In [None]:
#loading model and running reservoir data through the model
#Jessica Besnier

In [30]:
import numpy as np
import pandas as pd
from sklearn.feature_selection import SelectKBest, f_regression
from sklearn.impute import SimpleImputer
from sklearn.linear_model import LinearRegression
from sklearn.model_selection import RandomizedSearchCV
from sklearn.multioutput import MultiOutputRegressor
from sklearn.pipeline import Pipeline
from sklearn.preprocessing import Normalizer
from sklearn.tree import DecisionTreeRegressor
import joblib



# Load the trained pipeline
loaded_pipeline = joblib.load('Z:/Research_Projects/Reservoir_Project/ML_outputs/models/Run_test_RandomForestRegressor_35_model.joblib')

# Prepare new data
res_name = 'agua_vermelha'
input_data_path = 'Z:/Research_Projects/Reservoir_Project/data/regression_variables/varaibles_ts_clean_top_anom/' + res_name + '_var_normalized.csv'

# Load input data
input_data = pd.read_csv(input_data_path)
input_data = input_data.dropna()

def create_regression_dataset():
    df = input_data[['normalized_reservoir_height', 'tws', 'precipitation', 'temp', 'volume', 'area', 'discharge', 'Res_time', 'depth', 'wshd_area','elevation' ]] #timeseries and static varaibles for algortihm to tell the difference between reservoirs 
    
    X = df[['tws', 'precipitation', 'temp', 'volume', 'area', 'discharge', 'Res_time', 'depth', 'wshd_area','elevation']]
    y = df['normalized_reservoir_height']
    return df, X, y

def create_datasets():
    """Create example datasets"""

    df_regression, _, __ = create_regression_dataset()
    return df_regression, 

df_regression = create_datasets()


In [31]:

def time_series_to_tabular(included_columns):
    df, _, __ = create_regression_dataset()

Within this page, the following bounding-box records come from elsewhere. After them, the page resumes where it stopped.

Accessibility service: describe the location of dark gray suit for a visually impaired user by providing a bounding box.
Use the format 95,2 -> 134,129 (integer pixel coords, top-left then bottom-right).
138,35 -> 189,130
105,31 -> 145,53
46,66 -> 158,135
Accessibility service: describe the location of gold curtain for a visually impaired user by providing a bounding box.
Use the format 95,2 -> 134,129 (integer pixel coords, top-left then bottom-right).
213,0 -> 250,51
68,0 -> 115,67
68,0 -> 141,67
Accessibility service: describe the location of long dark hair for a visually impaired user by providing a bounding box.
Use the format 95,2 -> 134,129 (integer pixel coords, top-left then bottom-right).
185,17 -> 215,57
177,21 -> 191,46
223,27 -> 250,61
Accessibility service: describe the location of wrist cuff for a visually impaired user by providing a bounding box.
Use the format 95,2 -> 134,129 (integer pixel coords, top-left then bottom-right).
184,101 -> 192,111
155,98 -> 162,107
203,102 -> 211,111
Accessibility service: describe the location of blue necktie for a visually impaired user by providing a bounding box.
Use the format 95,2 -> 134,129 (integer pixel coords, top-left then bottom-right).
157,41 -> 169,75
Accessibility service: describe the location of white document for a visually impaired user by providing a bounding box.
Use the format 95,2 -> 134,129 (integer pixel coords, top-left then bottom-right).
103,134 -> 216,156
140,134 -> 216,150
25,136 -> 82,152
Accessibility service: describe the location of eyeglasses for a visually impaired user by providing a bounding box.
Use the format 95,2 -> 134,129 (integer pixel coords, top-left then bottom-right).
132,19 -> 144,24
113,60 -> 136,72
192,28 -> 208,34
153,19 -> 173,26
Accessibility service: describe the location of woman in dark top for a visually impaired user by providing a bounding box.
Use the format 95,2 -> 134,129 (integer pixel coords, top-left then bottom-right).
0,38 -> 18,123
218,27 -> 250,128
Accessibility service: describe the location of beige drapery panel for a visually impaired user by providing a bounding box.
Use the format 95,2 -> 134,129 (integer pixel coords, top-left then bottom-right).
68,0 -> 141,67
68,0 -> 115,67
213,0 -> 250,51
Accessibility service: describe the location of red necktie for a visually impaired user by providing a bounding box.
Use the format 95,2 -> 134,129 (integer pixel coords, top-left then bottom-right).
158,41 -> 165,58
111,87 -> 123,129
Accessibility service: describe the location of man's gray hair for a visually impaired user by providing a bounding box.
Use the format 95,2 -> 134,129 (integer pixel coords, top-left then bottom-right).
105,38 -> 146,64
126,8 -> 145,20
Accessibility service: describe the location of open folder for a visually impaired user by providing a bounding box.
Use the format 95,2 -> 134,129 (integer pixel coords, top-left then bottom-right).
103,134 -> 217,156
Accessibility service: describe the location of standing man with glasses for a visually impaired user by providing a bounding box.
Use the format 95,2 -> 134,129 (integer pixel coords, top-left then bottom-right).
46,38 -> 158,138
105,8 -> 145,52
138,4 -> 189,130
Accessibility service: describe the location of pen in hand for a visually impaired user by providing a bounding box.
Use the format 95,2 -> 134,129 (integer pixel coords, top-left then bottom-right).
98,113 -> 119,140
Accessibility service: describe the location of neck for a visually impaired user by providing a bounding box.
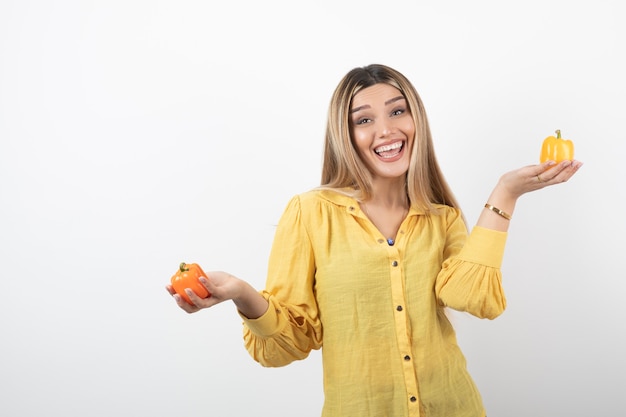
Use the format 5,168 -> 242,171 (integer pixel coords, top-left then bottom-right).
367,178 -> 409,209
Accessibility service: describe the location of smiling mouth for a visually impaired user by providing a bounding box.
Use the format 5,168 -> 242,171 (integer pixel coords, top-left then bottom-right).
374,141 -> 404,158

    TARGET = 'normalized_reservoir_height' # The column in df we want to forecast
    LAG = 36 # This is how far back we want to look for features
    HORIZON = 6 # This is how far forward we want forecast

    # Fill in missing values
    cols = df.columns
    index = df.index
    df = SimpleImputer(missing_values=np.nan, strategy='mean').fit_transform(df)
    df = pd.DataFrame(df, columns=cols, index=index) # convert back to dataframe

    df = df[included_columns]    


    def create_lag_features(df, target, lag):
        
        for col in df.columns:
            for i in range(1, lag+1):
                df[f'{col}-{i}'] = df[col].shift(i)

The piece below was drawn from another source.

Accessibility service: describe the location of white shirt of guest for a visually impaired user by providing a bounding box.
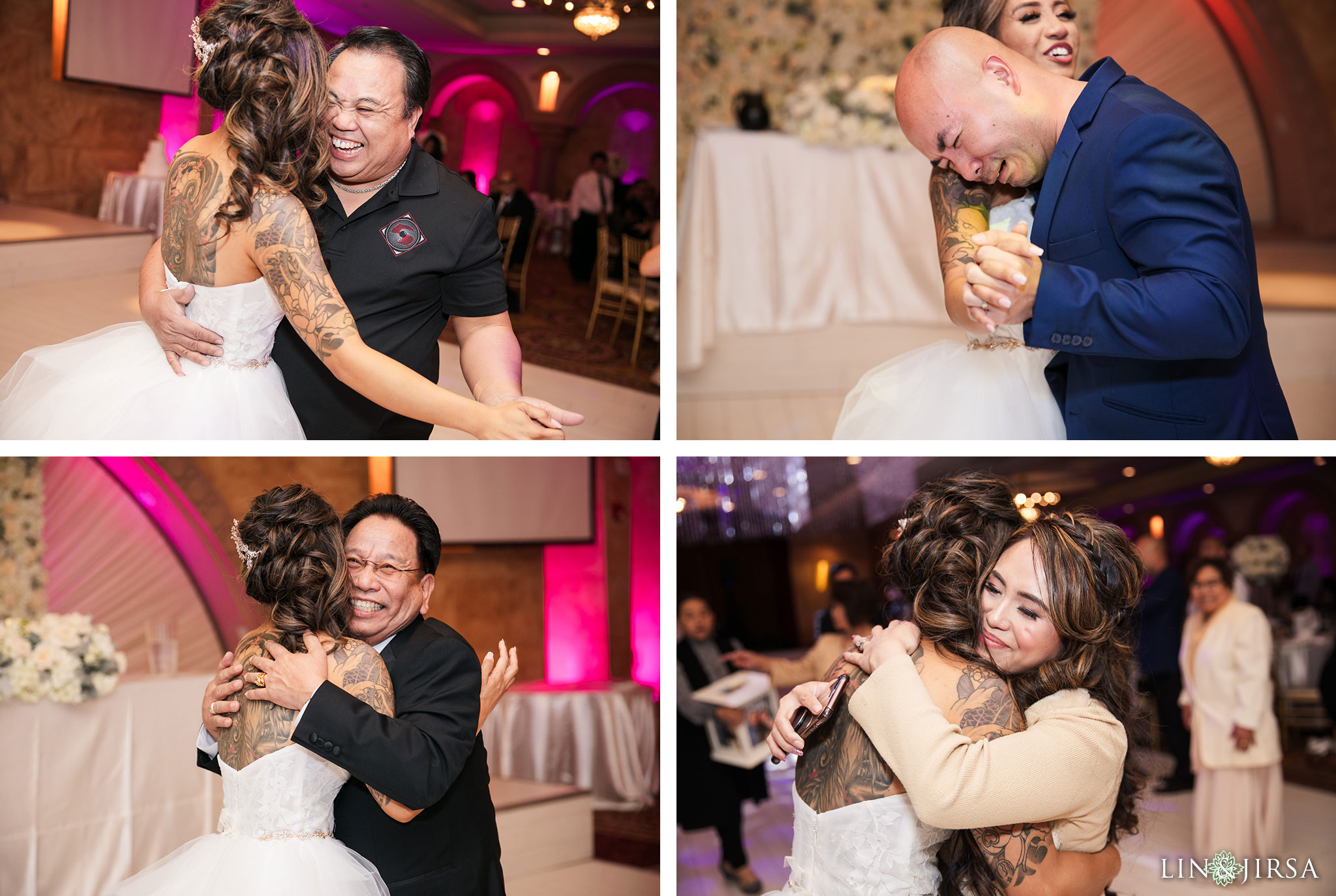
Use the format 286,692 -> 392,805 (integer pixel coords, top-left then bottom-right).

            # Drop non-target values (we only keep historical feature values)
            if col != target:
                df = df.drop(col, axis=1)
        # OPTIONAL: Drop first N rows where N = lag
        # Alternatively, we could impute the missing data
        df = df.iloc[lag:]
        return df 

    def create_future_values(df, target, horizon):
        targets = [ target ]
        for i in range(1, horizon):
            col_name = f'{target}+{i}'
            df[col_name] = df[target].shift(-i)
            targets.append(col_name)

        # Optional: Drop rows missing future target values
        df = df[df[targets[-1]].notna()]
        return df, targets


    print('\nInitial df shape:', df.shape)
    # Create feature data (X)
    df = create_lag_features(df, TARGET, LAG)
    print('\ndf lag shape after feature creation:', df.shape)

    # Create targets to forecast (y)
    df, targets = create_future_values(df, TARGET, HORIZON)
    print('\ndf horizon shape after feature creation:', df.shape)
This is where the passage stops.